In questa intervista, Saiu espone i punti cardine della proposta e le condizioni per eventuali alleanze.
“Siamo Nuoro” è il nome del progetto di cui fa parte. Cosa rappresenta per voi?
Un tentativo concreto di superare i vecchi steccati. In città c’è bisogno di confronto, non di tifoserie politiche. Abbiamo messo insieme persone con esperienze diverse – alcune con un passato amministrativo, altre al primo impegno – per costruire una proposta centrata sui programmi, non sui simboli.
Il centrodestra a Nuoro ha una storia di sconfitte. I pronostici vi danno ancora sfavoriti.
Se i bookmakers ci danno sfavoriti, tanto meglio: proveremo a sorprenderli, partendo da cose concrete che altri hanno trascurato per anni.
Avete già deciso chi sarà il candidato sindaco?
Il centrosinistra ha un candidato sindaco imposto dall’alto, il nostro sarà scelto dal territorio. Sarà una decisione condivisa. Vogliamo una figura in grado di parlare a tutti i nuoresi.
Siete pronti ad allearvi con altre forze civiche, come il terzo polo?
Sì, se ci sarà convergenza sui contenuti. Non parliamo di alleanze a tavolino, ma di un confronto vero sulle proposte per la città. Se i programmi coincidono, è giusto dialogare.
State già discutendo con loro?
Siamo disponibili a parlarne. Se ci saranno punti di contatto concreti, potremo costruire insieme un progetto e anche una candidatura comune. L’importante è partire dai contenuti, non dai posizionamenti.
Per proporre un progetto alternativo, dovrebbe essere necessario differenziarsi dalla politica tradizionale. Cosa non funziona più, secondo lei?
L’idea che l’appartenenza venga prima di tutto. O sei di qua o sei di là. Noi vogliamo superare questo schema, parlare dei problemi veri della città. Rimettere a nuovo un impianto sportivo, sistemare una strada, migliorare un quartiere: sono attività che vanno oltre le divisioni imposte dall’appartenenza al centrodestra o al centrosinistra.
Su quali temi si fonda il vostro programma?
Sviluppo, partecipazione, cura della città. Vogliamo premiare chi contribuisce al decoro urbano, ad esempio con agevolazioni per le attività che si prendono cura degli spazi pubblici vicini. È un modo per responsabilizzare e coinvolgere.
Pratosardo è un tema chiave. Cosa proponete per rilanciarlo?
È una risorsa sottoutilizzata. Serve un piano industriale vero, non un elenco di buone intenzioni. Dobbiamo coinvolgere gli imprenditori, creare condizioni favorevoli per chi investe.
E per le infrastrutture cittadine?
Interventi mirati, a partire dagli impianti sportivi. Ma anche sul centro storico, le scuole, gli spazi per i giovani. Nuoro ha potenzialità enormi, serve solo un po’ di visione.
Cosa non ha funzionato nell’ultima amministrazione?
Si è lavorato più per spendere fondi che per risolvere problemi. La pista ciclabile è l’esempio lampante: progettata senza una reale utilità, solo per usare risorse. Bisogna partire dai bisogni, non dai bandi.
L’Einstein Telescope è considerato un progetto strategico. Che posizione avete?
È una grande opportunità. Ma servono meno parole e più azioni. Mentre altri fanno scuola bilingue, noi ci limitiamo ai convegni. Se vogliamo accogliere studiosi da tutto il mondo, dobbiamo prepararci sul serio.
C’è stata una comunicazione efficace su questo progetto?
Poco chiara, troppo tecnica. Bisogna spiegare con semplicità cosa significa avere qui un’infrastruttura scientifica europea.
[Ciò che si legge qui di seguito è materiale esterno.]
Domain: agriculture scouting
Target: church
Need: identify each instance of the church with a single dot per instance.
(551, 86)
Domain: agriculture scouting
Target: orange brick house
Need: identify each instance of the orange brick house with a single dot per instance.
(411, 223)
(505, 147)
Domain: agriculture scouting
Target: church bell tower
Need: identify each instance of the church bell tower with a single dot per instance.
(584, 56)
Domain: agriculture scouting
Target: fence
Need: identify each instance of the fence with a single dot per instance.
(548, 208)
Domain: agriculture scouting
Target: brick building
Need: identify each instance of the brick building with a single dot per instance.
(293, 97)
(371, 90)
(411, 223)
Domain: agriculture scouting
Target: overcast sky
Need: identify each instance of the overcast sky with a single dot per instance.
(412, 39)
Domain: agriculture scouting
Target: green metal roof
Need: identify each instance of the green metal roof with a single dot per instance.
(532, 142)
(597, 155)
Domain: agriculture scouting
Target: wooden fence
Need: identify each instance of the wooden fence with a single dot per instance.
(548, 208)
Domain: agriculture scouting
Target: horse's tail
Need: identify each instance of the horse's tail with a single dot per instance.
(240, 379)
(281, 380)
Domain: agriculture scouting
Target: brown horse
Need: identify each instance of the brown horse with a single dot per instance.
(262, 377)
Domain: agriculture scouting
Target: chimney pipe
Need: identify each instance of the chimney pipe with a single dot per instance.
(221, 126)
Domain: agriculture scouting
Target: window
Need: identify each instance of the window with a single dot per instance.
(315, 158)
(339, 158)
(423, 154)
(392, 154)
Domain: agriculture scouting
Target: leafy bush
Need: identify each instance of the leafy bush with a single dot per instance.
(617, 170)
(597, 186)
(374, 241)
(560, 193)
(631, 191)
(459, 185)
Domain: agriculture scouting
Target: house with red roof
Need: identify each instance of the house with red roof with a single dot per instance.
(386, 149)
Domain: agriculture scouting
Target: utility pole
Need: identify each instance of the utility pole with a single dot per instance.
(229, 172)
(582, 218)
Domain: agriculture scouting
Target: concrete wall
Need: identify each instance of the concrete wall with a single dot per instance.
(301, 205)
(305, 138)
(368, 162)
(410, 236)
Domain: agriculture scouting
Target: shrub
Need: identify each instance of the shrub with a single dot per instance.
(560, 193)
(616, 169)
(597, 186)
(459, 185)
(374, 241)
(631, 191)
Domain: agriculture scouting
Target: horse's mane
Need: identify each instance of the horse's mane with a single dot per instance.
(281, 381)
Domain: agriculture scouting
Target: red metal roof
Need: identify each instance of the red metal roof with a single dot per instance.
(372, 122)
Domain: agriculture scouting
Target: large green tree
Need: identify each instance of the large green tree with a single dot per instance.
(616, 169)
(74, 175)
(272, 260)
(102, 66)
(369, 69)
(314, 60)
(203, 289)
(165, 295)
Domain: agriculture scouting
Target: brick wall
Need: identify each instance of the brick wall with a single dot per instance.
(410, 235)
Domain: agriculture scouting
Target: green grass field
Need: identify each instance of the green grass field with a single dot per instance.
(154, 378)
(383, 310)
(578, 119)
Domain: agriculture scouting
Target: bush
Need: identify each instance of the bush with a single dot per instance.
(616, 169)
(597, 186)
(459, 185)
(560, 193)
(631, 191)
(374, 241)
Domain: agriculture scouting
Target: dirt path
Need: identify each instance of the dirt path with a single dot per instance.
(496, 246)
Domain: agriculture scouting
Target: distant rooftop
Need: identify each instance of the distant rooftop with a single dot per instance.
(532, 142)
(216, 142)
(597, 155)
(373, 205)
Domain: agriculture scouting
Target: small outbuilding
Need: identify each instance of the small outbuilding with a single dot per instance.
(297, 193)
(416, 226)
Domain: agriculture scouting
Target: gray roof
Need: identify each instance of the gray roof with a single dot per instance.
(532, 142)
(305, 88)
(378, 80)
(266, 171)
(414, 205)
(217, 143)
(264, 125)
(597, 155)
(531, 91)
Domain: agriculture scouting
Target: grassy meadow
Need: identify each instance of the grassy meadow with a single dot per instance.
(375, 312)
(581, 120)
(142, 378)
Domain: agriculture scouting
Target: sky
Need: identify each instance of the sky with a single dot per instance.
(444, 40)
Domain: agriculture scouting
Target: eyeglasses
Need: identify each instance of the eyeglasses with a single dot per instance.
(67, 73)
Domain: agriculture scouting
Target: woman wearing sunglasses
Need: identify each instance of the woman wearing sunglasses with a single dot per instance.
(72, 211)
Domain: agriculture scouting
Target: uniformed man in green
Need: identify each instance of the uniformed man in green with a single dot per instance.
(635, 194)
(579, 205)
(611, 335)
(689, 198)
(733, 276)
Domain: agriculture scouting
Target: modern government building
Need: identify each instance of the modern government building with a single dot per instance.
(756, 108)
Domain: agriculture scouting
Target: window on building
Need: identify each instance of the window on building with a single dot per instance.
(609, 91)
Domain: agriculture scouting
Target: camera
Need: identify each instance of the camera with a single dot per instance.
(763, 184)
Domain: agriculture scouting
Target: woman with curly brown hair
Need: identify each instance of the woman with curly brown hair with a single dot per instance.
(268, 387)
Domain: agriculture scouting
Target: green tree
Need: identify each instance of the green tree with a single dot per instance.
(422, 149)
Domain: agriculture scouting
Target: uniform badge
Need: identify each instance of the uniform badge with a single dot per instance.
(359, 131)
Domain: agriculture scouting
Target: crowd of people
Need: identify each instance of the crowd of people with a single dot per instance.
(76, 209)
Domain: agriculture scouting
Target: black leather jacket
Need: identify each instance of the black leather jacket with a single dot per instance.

Quali vantaggi porterà, quanti posti di lavoro, quali ricadute per la città.
C’è il rischio di pensare a migliorare Nuoro solo per l’Einstein Telescope?
Sì, ed è un errore. Nuoro deve migliorare prima di tutto per i suoi cittadini. Se la città funziona bene, allora sarà pronta anche per accogliere progetti internazionali. Non il contrario.